Figure 6. BMSC-derived MCP-1 enhances osteoclastogenesis.

TRAP staining showing increased numbers of multinuclear TRAP⁺ OCs generated from cocultures of monocytes with BMSCs and either primary MM cells (PtMM) isolated from six MM patients (A) or ARP-1 cells (B) in medium with RANKL, compared with those in cultures with MM cells only or with BMSCs only. BMSCs were generated from bone marrow aspirates of MM patients or generated from human healthy fetal bones. Similar results were obtained for cocultures with MM.1S and other MM cell lines. (C) The levels of secreted MCP-1 in conditioned medium from cocultures of ARP-1 cells and BMSCs were higher than those from cultures of ARP-1 cells alone or cultures of BMSCs alone. Similar results were obtained for conditioned medium from cocultures of MM.1S cells and BMSCs. The numbers of multinuclear TRAP⁺ OCs per well of 24-well plate as determined by TRAP staining (D) and the expression levels of OC-associated proteins CTSK and TRAP, determined by real-time PCR, in OCs generated from cocultures of monocytes with ARP-1 cells and BMSCs in medium containing RANKL (E) were higher than those in cocultures of monocytes with ARP-1 cells only or with BMSCs only. The numbers of OCs (D) and the expression levels of CTSK and TRAP in OCs generated from cocultures of ARP-1 and BMSCs with the addition of RANKL and neutralizing antibodies against MCP-1 (αMCP-1) (E) were lower than with those from cocultures containing control IgG (Ctrl IgG). Similar results were obtained for cocultures of monocytes with BMSCs and MM.1S cells. Representative results from four independent experiments are shown. **P ≤ 0.01.

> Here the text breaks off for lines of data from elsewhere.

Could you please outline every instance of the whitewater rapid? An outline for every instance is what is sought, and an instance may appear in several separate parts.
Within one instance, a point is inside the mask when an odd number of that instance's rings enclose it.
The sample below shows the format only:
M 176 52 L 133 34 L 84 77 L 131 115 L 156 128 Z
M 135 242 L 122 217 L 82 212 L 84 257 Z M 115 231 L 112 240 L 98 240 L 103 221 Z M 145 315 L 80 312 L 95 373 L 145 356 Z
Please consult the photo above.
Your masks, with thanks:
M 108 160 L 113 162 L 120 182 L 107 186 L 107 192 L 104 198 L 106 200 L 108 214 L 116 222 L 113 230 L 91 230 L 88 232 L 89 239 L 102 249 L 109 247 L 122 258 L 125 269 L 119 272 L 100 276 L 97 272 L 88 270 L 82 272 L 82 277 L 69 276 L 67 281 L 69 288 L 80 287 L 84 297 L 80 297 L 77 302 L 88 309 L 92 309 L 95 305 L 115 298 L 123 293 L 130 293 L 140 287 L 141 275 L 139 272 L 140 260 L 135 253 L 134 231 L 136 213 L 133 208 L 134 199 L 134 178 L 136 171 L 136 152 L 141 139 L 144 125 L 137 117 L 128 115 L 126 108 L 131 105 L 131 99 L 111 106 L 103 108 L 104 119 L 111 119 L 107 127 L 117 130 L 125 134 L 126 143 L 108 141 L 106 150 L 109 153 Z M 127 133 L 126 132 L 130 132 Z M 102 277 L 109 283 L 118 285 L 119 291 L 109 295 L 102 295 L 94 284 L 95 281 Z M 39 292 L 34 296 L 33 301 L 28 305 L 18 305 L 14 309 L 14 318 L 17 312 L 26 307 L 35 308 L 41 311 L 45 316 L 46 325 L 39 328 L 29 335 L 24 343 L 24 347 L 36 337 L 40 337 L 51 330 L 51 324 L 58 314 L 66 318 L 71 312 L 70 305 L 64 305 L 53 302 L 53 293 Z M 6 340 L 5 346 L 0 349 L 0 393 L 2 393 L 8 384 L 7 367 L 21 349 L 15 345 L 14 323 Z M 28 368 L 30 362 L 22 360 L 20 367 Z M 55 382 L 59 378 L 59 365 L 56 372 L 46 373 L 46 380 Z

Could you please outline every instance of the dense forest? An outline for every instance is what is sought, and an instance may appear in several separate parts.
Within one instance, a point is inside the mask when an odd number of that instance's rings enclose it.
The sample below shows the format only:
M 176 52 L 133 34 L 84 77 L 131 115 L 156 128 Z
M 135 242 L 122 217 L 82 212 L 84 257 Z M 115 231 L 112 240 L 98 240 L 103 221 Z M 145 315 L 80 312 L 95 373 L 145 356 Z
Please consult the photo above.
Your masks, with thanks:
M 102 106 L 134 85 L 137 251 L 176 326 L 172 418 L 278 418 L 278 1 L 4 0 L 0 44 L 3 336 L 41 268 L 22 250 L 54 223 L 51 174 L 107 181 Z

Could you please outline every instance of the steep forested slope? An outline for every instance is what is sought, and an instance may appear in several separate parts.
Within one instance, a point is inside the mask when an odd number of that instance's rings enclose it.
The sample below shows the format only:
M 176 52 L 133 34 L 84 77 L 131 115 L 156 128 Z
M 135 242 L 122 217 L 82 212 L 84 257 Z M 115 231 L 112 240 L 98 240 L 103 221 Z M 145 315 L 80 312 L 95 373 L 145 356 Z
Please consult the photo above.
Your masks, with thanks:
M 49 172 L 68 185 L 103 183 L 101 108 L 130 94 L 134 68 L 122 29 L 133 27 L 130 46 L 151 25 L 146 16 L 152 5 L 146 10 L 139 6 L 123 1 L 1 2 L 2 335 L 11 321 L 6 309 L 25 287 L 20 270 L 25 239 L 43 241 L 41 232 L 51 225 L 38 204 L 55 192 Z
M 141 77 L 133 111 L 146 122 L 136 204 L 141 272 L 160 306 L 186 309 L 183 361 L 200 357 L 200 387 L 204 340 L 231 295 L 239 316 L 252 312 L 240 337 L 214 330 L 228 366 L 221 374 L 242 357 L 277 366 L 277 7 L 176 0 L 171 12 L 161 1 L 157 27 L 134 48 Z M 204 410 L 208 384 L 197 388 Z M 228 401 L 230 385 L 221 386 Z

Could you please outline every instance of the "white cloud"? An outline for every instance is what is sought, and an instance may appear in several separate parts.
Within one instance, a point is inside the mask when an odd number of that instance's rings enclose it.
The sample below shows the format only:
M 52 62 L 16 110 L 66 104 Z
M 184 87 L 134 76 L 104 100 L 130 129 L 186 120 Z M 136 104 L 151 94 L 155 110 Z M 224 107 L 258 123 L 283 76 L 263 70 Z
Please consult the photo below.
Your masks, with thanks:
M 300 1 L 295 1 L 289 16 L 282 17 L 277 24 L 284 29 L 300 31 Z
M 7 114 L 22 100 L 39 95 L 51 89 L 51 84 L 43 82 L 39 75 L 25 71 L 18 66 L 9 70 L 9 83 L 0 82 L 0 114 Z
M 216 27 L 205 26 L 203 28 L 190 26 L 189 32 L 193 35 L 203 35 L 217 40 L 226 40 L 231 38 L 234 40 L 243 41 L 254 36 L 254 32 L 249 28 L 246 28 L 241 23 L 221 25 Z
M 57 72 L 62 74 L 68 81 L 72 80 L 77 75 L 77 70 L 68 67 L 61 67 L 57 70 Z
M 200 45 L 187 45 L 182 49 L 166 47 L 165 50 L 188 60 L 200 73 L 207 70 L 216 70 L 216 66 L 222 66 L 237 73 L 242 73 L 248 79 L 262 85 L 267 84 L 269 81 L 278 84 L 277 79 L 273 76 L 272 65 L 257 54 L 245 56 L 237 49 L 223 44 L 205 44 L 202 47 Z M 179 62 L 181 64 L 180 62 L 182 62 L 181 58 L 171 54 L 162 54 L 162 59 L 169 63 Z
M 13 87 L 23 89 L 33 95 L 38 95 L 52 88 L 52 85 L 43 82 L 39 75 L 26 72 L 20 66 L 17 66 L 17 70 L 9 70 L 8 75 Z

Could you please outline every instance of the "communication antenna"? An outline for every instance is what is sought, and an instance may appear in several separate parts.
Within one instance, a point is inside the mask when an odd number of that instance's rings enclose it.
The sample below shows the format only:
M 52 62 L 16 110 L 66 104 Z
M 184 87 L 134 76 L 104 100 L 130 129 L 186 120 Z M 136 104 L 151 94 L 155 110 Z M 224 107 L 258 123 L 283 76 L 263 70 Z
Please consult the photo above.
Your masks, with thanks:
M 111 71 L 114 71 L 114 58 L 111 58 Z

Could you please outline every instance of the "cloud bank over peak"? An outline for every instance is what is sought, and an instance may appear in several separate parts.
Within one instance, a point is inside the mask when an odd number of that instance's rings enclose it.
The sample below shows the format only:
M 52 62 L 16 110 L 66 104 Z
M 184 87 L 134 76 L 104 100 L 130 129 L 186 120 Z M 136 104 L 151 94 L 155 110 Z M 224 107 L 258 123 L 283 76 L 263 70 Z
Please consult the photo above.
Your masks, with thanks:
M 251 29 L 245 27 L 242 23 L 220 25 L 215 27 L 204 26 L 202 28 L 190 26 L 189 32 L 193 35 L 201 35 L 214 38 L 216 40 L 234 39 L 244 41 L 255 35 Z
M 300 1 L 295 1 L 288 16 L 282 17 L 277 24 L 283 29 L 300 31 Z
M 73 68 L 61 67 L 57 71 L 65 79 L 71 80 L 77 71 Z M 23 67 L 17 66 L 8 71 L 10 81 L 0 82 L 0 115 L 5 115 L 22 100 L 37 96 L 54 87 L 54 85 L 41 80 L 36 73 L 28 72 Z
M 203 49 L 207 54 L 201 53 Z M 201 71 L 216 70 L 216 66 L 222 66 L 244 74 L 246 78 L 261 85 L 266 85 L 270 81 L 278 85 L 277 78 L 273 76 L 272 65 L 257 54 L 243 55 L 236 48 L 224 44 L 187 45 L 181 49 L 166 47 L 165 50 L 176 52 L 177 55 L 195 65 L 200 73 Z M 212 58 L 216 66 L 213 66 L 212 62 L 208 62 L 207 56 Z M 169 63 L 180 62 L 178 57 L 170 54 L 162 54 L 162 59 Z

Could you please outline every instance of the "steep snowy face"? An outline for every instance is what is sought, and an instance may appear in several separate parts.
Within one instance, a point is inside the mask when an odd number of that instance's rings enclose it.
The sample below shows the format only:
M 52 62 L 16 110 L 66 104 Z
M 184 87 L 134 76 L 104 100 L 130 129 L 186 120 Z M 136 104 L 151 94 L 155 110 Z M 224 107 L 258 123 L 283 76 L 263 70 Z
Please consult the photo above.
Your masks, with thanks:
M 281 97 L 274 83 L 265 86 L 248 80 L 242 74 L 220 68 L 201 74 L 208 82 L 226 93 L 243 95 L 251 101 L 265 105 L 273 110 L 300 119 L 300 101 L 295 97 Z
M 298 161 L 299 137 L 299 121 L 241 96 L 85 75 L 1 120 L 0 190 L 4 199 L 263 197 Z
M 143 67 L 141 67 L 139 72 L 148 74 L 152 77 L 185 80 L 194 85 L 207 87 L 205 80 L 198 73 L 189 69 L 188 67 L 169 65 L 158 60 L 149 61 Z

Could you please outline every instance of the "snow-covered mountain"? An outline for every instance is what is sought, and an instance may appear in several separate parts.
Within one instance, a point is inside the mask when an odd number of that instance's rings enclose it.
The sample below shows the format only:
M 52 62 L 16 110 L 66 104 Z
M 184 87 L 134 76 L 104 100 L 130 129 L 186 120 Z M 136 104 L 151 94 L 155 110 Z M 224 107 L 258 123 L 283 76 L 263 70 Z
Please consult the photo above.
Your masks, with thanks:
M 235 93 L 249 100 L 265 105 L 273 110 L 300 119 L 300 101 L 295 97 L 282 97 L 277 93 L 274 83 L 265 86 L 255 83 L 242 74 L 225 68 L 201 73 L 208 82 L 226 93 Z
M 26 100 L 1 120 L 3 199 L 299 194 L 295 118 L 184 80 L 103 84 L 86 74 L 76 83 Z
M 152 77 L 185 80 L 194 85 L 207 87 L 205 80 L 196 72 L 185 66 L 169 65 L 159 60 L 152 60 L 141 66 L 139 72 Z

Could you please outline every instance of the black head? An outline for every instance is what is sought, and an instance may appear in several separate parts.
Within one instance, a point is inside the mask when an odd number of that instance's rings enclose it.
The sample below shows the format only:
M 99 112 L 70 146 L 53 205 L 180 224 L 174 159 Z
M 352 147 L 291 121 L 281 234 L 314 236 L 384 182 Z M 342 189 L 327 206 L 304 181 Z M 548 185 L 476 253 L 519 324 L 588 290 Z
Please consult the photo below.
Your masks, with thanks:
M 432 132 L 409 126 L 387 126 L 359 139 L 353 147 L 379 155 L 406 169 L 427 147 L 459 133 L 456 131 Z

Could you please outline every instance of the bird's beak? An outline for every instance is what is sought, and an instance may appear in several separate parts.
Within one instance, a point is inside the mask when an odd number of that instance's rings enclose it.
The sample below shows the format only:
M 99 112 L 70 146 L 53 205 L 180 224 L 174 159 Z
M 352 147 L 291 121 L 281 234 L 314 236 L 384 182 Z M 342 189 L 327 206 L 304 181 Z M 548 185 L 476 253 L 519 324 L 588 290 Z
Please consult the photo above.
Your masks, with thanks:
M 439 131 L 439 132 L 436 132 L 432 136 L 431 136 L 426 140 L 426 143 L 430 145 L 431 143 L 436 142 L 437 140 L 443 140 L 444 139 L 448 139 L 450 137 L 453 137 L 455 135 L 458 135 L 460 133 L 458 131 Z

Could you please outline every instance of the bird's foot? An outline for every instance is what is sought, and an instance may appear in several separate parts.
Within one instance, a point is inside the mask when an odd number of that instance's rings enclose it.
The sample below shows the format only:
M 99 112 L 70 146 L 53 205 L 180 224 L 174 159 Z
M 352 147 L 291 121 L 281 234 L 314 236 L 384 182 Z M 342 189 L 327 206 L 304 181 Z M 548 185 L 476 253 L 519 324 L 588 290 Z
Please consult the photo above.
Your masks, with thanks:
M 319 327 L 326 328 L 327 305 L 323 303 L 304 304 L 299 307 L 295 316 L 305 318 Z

Figure 7. Regulation of RANK expression by IL-10 and MCP-1 affects osteoclastogenesis.

Real-time PCR results for RANK mRNA levels (A, D) and flow cytometry results for RANK surface protein levels (B, E) in monocytes cultured in medium containing recombinant IL-10 (A, B) or MCP-1 (D, E). The levels of surface RANK on monocytes were reduced in cultures with the addition of conditioned medium (CM) of ARP-1 or MM.1S cells (C) and increased in cultures with the addition of CM from cocultures of BMSCs and either ARP-1 cells or MM.1S cells (F) compared with those in cultures without MM CM or in cultures without CM of BMSCs and MM cells, as determined by flow cytometry. In addition, the levels of surface RANK on monocytes were increased in cultures with the addition of CM of ARP-1 or MM.1S cells and neutralizing antibodies against IL-10 (αIL-10) (C) and reduced in cultures with the addition of CM of BMSC and ARP-1 or MM.1S cells and neutralizing antibodies against MCP-1 (αMCP-1) (F) compared with those in cultures containing control IgG (Ctrl IgG). Representative results from three independent experiments are shown. **P ≤ 0.01.